В день годовщины смерти свекрови Евгения решила побывать на кладбище. Уже выехав из города она вдруг сообразила, что такая поездка в то время, как иантийские войска еще находятся в пути, может оказаться плохой приметой. В последнее время она была настолько удручена, что расстроилась при этой мысли, — а ведь еще несколько месяцев назад восприняла бы ее как глупость! Среди простых людей махровым цветом цвели самые дикие суеверия, и наверняка кто-то не преминет испугаться такому совпадению. Евгения лучше, чем кто-либо другой, знала цену приметам. Большинство из них ничего не стоили, будучи порождением народной фантазии, но к некоторым даже она относилась с вниманием. Впрочем, сегодняшнее посещение кладбища означало лишь, что ее плохому настроению требовалась подпитка со стороны.

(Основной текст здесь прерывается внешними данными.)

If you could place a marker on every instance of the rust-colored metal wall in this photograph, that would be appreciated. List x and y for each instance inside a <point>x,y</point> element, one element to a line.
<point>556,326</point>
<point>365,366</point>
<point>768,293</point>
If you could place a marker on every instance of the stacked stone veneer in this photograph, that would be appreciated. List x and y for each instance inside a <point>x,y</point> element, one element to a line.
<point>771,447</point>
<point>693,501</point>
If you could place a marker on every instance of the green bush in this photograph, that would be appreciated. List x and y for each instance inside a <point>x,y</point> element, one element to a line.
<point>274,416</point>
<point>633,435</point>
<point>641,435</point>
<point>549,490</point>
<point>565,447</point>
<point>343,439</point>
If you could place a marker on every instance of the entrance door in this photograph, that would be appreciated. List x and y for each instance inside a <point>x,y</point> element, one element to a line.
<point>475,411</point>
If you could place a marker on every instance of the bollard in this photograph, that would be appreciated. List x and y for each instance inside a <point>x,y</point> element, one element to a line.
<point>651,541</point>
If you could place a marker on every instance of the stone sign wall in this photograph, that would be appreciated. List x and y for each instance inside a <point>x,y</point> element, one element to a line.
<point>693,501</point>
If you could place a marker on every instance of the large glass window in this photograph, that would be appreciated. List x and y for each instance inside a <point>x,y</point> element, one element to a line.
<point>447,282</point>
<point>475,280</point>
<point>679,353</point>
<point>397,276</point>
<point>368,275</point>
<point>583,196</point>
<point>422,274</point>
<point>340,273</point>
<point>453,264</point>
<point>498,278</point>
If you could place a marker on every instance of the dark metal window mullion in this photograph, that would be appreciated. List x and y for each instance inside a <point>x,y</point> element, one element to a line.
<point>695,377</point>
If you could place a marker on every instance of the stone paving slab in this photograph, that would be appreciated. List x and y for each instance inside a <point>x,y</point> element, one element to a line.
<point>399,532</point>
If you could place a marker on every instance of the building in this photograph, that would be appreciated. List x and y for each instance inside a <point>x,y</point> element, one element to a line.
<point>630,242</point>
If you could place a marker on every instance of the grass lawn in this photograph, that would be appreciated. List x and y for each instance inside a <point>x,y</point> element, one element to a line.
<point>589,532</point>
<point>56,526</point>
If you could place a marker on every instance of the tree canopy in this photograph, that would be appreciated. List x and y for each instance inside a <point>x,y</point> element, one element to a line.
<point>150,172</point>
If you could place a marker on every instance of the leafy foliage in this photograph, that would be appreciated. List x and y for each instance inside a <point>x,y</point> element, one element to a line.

Кладбище располагалось к западу от города. Ветерок играл ветвями деревьев, растущих меж рядов белых могильных плит. Евгения зашла в кладбищенскую оранжерею и нарезала фиолетовых ирисов, которые принято возлагать на могилу. Притихшая Алия несла корзину с дарами. В сопровождении Пеликена женщины прошли по осененной персиковыми деревьями аллее к семейному кладбищу Фарадов. Саркофаги членов царской семьи покоились не под скромными плитами — над каждым был возведен маленький, но роскошный склеп с портретом и именем того, чьи останки лежали под ним. Остановившись у склепа матери Халена, Евгения положила цветы на козырек крыши и, протянув к земле руки, прочитала молитву. Алия шепотом повторила за ней слова, достала дары, которые иантийцы приносили своим предкам: мясо, оливковое масло, мед и вино. Вокруг стояла тишина, лишь шумел ветер в листве, да робко подавала голос невидимая птица. Евгения опустилась на скамью, закрыла глаза.

— Здесь так грустно! Давай поедем домой! — попросила Алия.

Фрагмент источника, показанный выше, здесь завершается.